3.19 In view of above, in my view when the statutory provisions are clear and unambiguous, one

may not succeed at higher appellate authority based on the contention of “intention” of the

statutory provisions. Hence, in my view, the Hon’ble ITAT’s view of non-applicability of

transfer pricing provisions to assessee when there is no “intent/ motive” to shift profit

outside India may face review by higher appellate authority in coming time. However, till

then this captioned ruling is surely helpful and may turn out to be savior for many tax

payers.

4. Summarizing:

4.1 The ruling of Hon’ble Hyderabad ITAT in the case of IIJM India Infrastructure Ltd. (supra) has

given certain new dimensions to the interpretation of practical scenarios and hence

important.

This is the remarkable ruling wherein the PE of the operating foreign company

(unlike Bank of China, where cases were far from comparable) is held as “resident”.

However, in my personal opinion, Hon’ble ITAT’s view on certain facts and

characteristics of operations (which are common for execution of such EPC

contracts) of PE could have made some difference.
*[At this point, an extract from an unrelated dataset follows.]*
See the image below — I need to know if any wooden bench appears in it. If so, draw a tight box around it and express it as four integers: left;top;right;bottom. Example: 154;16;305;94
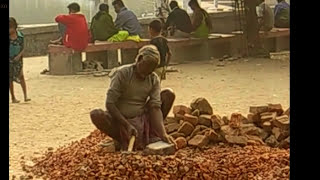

In this ruling Hon’ble ITAT has held that “residence” can also be considered as one of

the ground on which tax payer can ask for relief under “Non-discrimination” under

DTAA. Considering the cascading effect of the said interpretation, one can assume

that this ruling of the Hon’ble Hyderabad ITAT is going to be savior for many tax

payers in coming days.

This ruling is remarkable when the Hon’ble ITAT has applied principle of “intention

to shift profit OUTSIDE India” in cases where tax payer is not eligible for any income

linked deductions (as cases laws relied upon by the tax payer in support of this

argument were on different facts and circumstances as compared to the facts of the

tax payer. Assessee in respective cases, as relied upon by Assessee Company, were

eligible and claiming income linked deduction in those cases). Further, filing of

return of income in India has been given cognizance which will be very significant

aspect as Hon’ble ITAT has done away with the normally perceived “erosion of tax

base” due to differential tax rate of 40% as against 30% in this case.

In view of above summarized points, the captioned ruling of the Hon’ble Hyderabad ITAT ruling will

have far reaching impact and considering the fact of the ruling being in favour of tax payer, we may

see more reliance on this captioned ruling in time to come by other tax payers too.